Chapter 16
A Community of Tennessee Writers, Readers & Passersby

The Play’s the Thing

A Nashville theologian considers the genius of James P. Carse

Back in the heady days of bookstores in American shopping malls, that lively era in which a person could enter a Waldenbooks or a B. Dalton and behold a volume of Toni Morrison, Piers Anthony, or a Star Trek novelization before venturing into Spencer’s, there appeared among us, in 1986, a small, strange, difficult-to classify paperback called Finite and Infinite Games. Consisting largely of aphorisms that gradually connect to offer a persuasive account of the whole of human culture, it would prove to be a kind of slow-motion bestseller. Robert Pirsig, author of another beloved volume of the time, Zen and the Art of Motorcycle Maintenance, said it added a new pattern of knowledge for the right discernment of existing facts. The text would insinuate its way into the thinking of figures like Stewart Brand, founder and editor of the Whole Earth Catalog, and virtual-reality pioneer Jaron Lanier.

What’s it about exactly? It all comes down to the social fact of play. For its author, James P. Carse, we are never not playing in one way or another. How we play—What are we in for? What expectations do we bring and what invitations are we open to discerning from moment to moment?—looks to be the whole deal. As Shakespeare puts it, the play’s the thing. Does most of life appear before you as a contest, a competition, a scenario in which you’re either a winner or a loser? If so, your mode is often that of a finite player in a series of finite games in which you manage to dominate someone else through the assertion of power or get (and feel) dominated. All manner of psychodrama ensues. We know it feelingly.

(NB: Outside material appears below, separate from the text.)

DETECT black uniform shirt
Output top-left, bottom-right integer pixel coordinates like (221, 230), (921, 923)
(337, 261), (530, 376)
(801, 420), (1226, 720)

Is there an alternative? You bet. Always and in every situation there remains the possibility of infinite play, the exchange that creates opportunities rather than shutting them down, the conversation that widens the possibility of insight instead of cutting it off. The infinite player lives for the moment another person throws the ball back. Infinite play escalates the likelihood of people enjoying one another. It signals a space in which individuals can enjoy their own genius by being perpetually open to the genius of others.

Carse employs various terms to identify this righteous human endeavor on which the survival of the species depends, but one that made it well into our own day is that of “the creative.” Here’s Carse: “The creative is found in anyone who is prepared for surprise. Such a person cannot go to school to be an artist, but can only go to school as an artist.” Carse’s view celebrates the hopeful intuition of the individual against the idea that creativity (or dignity) is something an organization can give someone else. Our genius and that of others—like divine nature or Buddha nature—is already there awaiting today’s awakening, though we must overcome the ways we’ve been trained to doubt the possibility of true inspiration: “To be prepared against surprise is to be trained. To be prepared for surprise is to be educated.”

For Carse, the education that is the preparation for surprise is available and readily discerned in every corner of the human barnyard, no matter how we’ve been trained to boundary it all up (in politics, entertainment, religion, literature). He refers to it as “the mysticism of ordinary experience” which serves as the subtitle of his other most celebrated volume, Breakfast at The Victory. A collection of impressions from his childhood and his life as a father, husband, and university professor, it’s a living testimony of how one might somehow study and specialize in researching sacred traditions with a critical eye while living out the insights handed down to us by poets, philosophers, seers, and other pioneers of infinite play.

He recollects, for instance, a hunting expedition with a friend from seminary after a New Testament class. An avid bird-watching Presbyterian, he consented to join this Episcopalian friend in an effort to assert a degree of manliness. Here is Carse’s description of the moral realization that comes to him at the sight of a red-breasted merganser he has brought down with a rifle: “I overrode a vision of beauty with a need to prove something about my manhood. Instead of quietly beholding what showed itself around me in all the colors of its mysterious otherness. I acted against its natural spontaneity. Reducing it to a dull mass. This … was an expression of spiritual arrogance.”

Without directly referencing the vision of finite and infinite play, Carse nevertheless places before us in this and all his writing the same essential questions. What shall I bring—how shall I mean—today and the next day? What shall I do with the fact of the beauty I behold in myself and others? How shall we respond to the genius we discern?

In the high anxiety of our everyday news cycles, an ordinary and responsive mysticism that opens up meaning instead of closing it down might be just the thing.